US economic SURPRISE INDEX (which is missing a lot of recent components) which Nomura views as one of the most important indicators in gauging the sustainability of the current market rally, improved to -3 yesterday (although it tipped back down to -6.90 after today's big miss in the UMich Sentiment) which more importantly was followed by a gradual increase in overall exposure to US equity markets by hedge funds.
See Chart:
Citi US Eco Surprise In dex


Indeed, this stacked waterfall effect of investors following other bullish investors into risk assets, which some call simply FOMO, is what Nomura defines as the "histeresis effect" on hedge fund behavior, and is as follows:
  1. Trend-followers' systemic buying pushes US stocks up
  2. Other hedge fund start to buy the market, chasing CTAs buying programs
  3. As buying pressure gets "overheated", upward momentum of the market becomes unstable
  4. US market sharply drops as such crowded long become rapidly liquidated.

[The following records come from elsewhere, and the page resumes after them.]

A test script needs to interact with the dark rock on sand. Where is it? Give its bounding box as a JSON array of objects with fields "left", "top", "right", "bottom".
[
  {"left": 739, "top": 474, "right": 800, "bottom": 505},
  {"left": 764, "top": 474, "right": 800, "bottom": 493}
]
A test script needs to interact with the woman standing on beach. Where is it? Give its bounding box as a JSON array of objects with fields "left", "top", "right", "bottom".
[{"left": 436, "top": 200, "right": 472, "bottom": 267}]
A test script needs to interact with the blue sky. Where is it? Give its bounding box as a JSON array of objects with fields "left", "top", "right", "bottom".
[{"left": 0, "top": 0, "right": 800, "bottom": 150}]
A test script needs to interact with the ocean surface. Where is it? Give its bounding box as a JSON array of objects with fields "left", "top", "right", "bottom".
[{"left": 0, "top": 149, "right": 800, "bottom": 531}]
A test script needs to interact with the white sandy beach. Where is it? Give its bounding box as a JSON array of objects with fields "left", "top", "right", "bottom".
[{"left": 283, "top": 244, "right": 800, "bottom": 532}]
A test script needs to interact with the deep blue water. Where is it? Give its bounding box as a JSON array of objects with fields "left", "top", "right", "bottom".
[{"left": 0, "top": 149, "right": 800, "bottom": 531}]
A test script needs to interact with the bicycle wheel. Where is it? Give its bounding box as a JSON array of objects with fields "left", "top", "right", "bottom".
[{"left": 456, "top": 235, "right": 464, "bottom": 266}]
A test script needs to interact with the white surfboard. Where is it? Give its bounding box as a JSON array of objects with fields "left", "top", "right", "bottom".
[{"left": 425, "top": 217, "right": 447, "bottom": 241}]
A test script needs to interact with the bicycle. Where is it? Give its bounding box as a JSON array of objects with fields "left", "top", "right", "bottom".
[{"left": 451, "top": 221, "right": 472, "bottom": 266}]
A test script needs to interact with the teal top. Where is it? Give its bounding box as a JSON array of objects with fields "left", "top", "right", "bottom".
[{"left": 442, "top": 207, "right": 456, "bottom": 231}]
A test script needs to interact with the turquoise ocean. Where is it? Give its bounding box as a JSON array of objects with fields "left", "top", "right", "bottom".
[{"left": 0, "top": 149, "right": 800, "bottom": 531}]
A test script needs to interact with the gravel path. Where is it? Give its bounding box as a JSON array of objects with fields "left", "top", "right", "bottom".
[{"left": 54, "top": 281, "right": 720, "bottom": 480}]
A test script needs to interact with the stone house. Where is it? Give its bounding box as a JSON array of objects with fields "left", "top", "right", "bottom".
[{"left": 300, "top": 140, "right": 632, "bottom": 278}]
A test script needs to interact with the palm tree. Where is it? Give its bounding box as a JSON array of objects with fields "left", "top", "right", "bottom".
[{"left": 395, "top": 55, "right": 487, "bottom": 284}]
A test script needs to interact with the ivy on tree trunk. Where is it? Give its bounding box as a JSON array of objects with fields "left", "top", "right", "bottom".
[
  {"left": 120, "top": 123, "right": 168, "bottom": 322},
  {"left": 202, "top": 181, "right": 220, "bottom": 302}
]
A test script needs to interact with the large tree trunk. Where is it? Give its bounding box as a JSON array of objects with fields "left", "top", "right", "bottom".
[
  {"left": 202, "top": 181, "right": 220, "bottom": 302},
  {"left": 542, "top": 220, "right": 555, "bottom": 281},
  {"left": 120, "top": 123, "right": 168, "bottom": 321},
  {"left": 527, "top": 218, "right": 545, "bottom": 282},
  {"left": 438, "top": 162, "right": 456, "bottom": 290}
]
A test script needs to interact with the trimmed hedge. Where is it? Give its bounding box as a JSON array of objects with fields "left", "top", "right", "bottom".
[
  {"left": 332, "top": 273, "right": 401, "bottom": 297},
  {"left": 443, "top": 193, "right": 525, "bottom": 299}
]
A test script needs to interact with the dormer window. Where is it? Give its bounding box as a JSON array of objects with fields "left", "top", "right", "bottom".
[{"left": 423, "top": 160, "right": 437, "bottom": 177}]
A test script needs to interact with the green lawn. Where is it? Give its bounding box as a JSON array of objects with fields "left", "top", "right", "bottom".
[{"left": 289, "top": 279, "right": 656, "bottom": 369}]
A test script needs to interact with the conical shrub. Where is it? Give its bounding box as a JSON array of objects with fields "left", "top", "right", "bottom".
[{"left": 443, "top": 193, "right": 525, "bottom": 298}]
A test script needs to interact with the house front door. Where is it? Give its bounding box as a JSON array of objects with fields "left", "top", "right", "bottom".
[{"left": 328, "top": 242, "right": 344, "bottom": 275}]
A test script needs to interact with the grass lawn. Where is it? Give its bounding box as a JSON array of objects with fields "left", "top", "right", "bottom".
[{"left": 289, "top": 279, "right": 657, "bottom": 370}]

This is shown schematically in the chart below:
See Chart:
CTA S&P500 futures position and oveall HFs’ exposure to US equity

What is surprising, according to the Japanese bank, is that a recovery in sentiment into positive territory (i.e., risk-seeking phase) "appears so close yet so far away." Specifically, unlike CTAs and other systematic funds, many US equity investors - especially macro hedge funds and risk parity funds - remain hesitant to impatiently begin following an equity market rally that is not sufficiently justified in the context of fundamentals.

Going back to the "histeresis example", Takada  notes that we experienced a similar situation in which algo investors, mainly in trend-following programs, led the significant upturn of the market last January, March and September. What happened next is that other investors – including major hedge funds – rushed to jump in the stock market uptrend.. before subsequently experiencing sharp drops.

So going back to the question we asked in the headline, why do investors - or rather human investors - refuse to buy into this rally, the reason according to Nomura is that most investors – except algo players – now seem to be wary of the future “pitfalls” of such a machine-led stock rebound because of past experiences, are maintaining a conservative approach at present.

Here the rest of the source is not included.